Until now, most of the attention on the issue of whether or not Congress would accede to the President’s demand to provide at least $5 billion toward his border wall, which is estimated would ultimately cost somewhere between $20-50 billion to complete, or face the possibility of a government shutdown at the end of next week. The principal blockade in that body, of course, are Senate Democrats who would be able to block a funding bill that includes that much money for a wall by denying it the votes it would need to pass a Cloture Motion. In addition to resistance from Senate Democrats, there are also several Senate Republicans who have expressed doubt about providing Trump with the money he wants for a project that, at this point, looks like it will never be fully funded in any case.
Based on this report, though, it appears that Republicans may not even be able to get border wall funding through the House of Representatives. After the meeting earlier this week between the President, Speaker-to-be Pelosi, and Senate Minority Leader Chuck Schumer, it’s obvious that Democrats aren’t going to give the President any ground on the issue. Therefore, if Republicans are going to get this through the House, they’re going to need a majority of their own caucus to support it. The problem is that thanks to both a large number of Republicans who either retired this year or lost their seats, there are a number of Republicans who simply aren’t showing up for votes or who don’t really feel as if they owe House GOP Leadership anything at this point. There’s little that Paul Ryan and Kevin McCarthy can do to force these soon to no longer be Members of Congress, especially given the fact that many of them aren’t even in Washington, D.C. to begin with. Given that, it’s hard to see how any budget or Continuing Resolution makes it through the House without some Democratic support, and that’s not likely to come as long as the $5 billion for the wall remains in place.

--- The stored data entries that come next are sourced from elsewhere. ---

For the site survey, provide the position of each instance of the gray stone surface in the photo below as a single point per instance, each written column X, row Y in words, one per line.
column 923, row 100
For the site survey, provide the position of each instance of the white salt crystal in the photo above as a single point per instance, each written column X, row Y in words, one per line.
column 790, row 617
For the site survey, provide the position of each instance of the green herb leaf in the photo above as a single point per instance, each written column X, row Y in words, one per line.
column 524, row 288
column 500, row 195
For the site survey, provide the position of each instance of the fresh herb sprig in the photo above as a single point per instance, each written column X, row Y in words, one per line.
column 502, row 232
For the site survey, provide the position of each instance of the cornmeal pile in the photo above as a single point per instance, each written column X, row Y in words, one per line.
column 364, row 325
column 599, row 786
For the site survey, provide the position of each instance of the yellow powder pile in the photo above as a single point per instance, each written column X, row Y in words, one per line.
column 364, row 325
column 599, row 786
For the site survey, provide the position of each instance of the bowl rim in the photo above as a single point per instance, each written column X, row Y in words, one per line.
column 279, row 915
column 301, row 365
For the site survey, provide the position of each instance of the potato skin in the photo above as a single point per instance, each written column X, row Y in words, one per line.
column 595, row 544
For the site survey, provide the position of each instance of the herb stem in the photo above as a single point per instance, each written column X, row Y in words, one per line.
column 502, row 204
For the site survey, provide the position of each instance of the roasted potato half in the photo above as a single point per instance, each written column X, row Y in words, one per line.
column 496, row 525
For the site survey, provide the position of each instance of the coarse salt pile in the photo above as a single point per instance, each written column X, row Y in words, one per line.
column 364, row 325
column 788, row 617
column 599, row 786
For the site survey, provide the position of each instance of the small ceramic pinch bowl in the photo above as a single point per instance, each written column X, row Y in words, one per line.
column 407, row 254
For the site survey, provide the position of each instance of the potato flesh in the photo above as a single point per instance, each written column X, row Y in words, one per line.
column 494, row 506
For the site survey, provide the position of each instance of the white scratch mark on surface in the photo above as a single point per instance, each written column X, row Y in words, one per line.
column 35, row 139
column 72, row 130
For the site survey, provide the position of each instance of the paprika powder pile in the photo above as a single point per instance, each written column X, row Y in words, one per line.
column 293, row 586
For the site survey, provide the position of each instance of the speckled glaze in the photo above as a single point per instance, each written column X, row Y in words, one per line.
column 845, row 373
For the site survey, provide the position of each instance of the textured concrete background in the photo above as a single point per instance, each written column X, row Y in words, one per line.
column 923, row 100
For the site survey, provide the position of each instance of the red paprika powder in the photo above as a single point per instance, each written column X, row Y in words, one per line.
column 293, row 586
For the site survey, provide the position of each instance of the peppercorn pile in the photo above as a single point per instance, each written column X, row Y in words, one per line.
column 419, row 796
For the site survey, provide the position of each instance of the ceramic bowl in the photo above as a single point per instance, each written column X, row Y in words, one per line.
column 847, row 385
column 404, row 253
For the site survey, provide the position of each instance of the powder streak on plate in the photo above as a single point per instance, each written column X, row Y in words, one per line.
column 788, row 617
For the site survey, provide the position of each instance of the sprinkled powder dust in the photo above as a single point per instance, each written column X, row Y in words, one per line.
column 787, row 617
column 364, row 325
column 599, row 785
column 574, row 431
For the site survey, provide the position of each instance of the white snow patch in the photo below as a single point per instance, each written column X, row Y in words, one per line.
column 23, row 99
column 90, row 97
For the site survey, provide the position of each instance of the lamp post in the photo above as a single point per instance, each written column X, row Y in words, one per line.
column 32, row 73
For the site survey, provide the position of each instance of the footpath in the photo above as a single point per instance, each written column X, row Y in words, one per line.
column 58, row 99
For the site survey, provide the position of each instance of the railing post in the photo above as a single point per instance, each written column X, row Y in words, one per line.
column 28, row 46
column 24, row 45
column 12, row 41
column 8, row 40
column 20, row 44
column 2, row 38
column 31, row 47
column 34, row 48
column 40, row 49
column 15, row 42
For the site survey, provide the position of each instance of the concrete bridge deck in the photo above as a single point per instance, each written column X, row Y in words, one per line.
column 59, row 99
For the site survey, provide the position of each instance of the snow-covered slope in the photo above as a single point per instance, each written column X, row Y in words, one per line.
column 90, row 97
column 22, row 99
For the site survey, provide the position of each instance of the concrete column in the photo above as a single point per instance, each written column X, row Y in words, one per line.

The final piece of the puzzle, of course, is President Trump, who said earlier this week that he’s perfectly willing to shut the government down over the issue of wall funding and perfectly willing to take the blame if that happens. While that would probably be seen as a negotiating tactic from any other President, with this President it’s something that has to be taken seriously. Given that, we’ve got about a week of drama ahead of us as we wait and see if we’re headed for a government shutdown. Logic would tell us that the answer is no and that, at the very least, Congress will kick the can down the road to January. In that case, though, the incoming Democratic-controlled House means that funding for the President’s border wall would basically be dead on arrival. Thus, the Administration may see this as a last stand on an issue that was a central part of the 2016 campaign for the White House and therefore feels obligated to fight. If that’s the case, then it’s not going to be a very joy-filled holiday in Washington this year.